Nun aber starke künstliche Intelligenz: der Sprung – und den haben die Rechnersystem noch nicht geschafft – der Sprung bestünde darin, dass eine KI die Schlüsse, die sie in einem Bereich erfolgreich zieht, auf einen völlig anderen Bereich übertragen könnte. Die spannende Frage ist daher, wie es gelingen kann, diesen Sprung zu vollziehen.

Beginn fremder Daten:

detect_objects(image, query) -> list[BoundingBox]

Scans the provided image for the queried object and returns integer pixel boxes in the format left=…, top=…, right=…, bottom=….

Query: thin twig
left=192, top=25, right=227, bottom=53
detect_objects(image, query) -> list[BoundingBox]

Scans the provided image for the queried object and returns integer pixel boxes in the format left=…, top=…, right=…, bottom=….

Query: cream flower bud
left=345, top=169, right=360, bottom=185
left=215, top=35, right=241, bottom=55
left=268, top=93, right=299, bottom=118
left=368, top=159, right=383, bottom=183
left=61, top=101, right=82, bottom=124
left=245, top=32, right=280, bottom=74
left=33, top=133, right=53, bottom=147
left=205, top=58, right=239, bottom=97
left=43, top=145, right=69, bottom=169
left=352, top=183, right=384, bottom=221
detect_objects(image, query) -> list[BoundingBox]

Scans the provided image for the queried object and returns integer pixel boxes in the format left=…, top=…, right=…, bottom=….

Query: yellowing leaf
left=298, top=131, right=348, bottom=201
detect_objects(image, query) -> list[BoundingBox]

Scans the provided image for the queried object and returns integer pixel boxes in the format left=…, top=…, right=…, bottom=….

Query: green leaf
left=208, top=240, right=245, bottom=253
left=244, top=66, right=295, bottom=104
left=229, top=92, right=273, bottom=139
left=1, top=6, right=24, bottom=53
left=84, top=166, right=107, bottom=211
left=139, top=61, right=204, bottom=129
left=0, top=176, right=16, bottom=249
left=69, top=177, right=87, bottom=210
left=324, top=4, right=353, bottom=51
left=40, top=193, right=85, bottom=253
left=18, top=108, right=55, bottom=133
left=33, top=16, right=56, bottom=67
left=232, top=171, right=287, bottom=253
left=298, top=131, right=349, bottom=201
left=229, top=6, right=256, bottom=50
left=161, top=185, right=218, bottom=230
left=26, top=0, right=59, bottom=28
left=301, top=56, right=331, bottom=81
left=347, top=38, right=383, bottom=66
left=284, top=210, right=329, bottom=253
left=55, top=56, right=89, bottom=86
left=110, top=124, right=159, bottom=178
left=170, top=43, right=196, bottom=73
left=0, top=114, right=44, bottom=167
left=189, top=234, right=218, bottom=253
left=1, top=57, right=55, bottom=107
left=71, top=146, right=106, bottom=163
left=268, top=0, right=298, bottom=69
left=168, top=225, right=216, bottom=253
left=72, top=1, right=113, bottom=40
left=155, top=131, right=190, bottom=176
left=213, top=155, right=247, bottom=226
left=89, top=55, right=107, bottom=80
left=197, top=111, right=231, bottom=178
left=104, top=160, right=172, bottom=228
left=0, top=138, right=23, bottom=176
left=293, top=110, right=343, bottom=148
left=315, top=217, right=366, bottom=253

Das Problem lässt sich beschreiben mit den Begriffen der Taxonomie unterschiedlicher Lerntypen, wie sie der Mathematiker und Philosoph Bertrand Russel vorgeschlagen hat. Basierend auf der Grundannahme, dass Organismen auf ihre Umwelt reagieren (bereits hier müssten wir erweitern: auch Schaltungen können das), basierend also auf dieser Vorstellung, löst ein Reiz eine Reaktion aus. Geschieht dies unwillkürlich, nennt Russel das Lernen Null; klassische Konditionierung führt zu Lernen I, denn per Erfahrung wird der ursprüngliche Reiz mit einem zweiten Reiz verkoppelt und schließlich ausgetauscht. Lernen II bedeutet dann, dass der ursprüngliche Kontext, in dem die Umcodierung stattfand, mit anderen Kontexten verglichen wird, um zu überprüfen, ob die Umcodierung auch hier vorteilhaft sein könnte. Lernen III schließlich reflektiert die Operation des Abgleichens von Kontexten und vergleicht sie mit anderen Operationen, und hier wird es allmählich kompliziert. Entscheidend für unsere Fragestellung ist dabei eines: Lernen kann man schon lange vor den denkenden Dingen als eine Aktivität entwerfen, die nicht zwangsläufig nur dem Menschen vorbehalten ist – überall in der Belebten Materie finden Reiz-Reaktions-Abläufe statt. Entscheidend scheint jedoch zu sein, ob es einem Lernenden Wesen oder lernenden Ding gelingt, den Problemraum, in dem das Lernen sich jeweils ereignet, zu verlassen und so einen Blick gewissermaßen von außen (oder von höherer Warte) auf diesen Problemraum zu werfen. – Den eigenen Lernkontext überschreiten, das ist die Schwelle, die die denkenden Dinge bislang nicht überschritten zu haben scheinen. Kein Grund allerdings, sich nun selbstgefällig im Sessel zurückzulehnen, denn auch Menschen tun sich ausgesprochen schwer, die – logisch eigentlich unabgeschlossene – Abfolge von Kontextüberschreitungen über das Level III hinaus zu bringen.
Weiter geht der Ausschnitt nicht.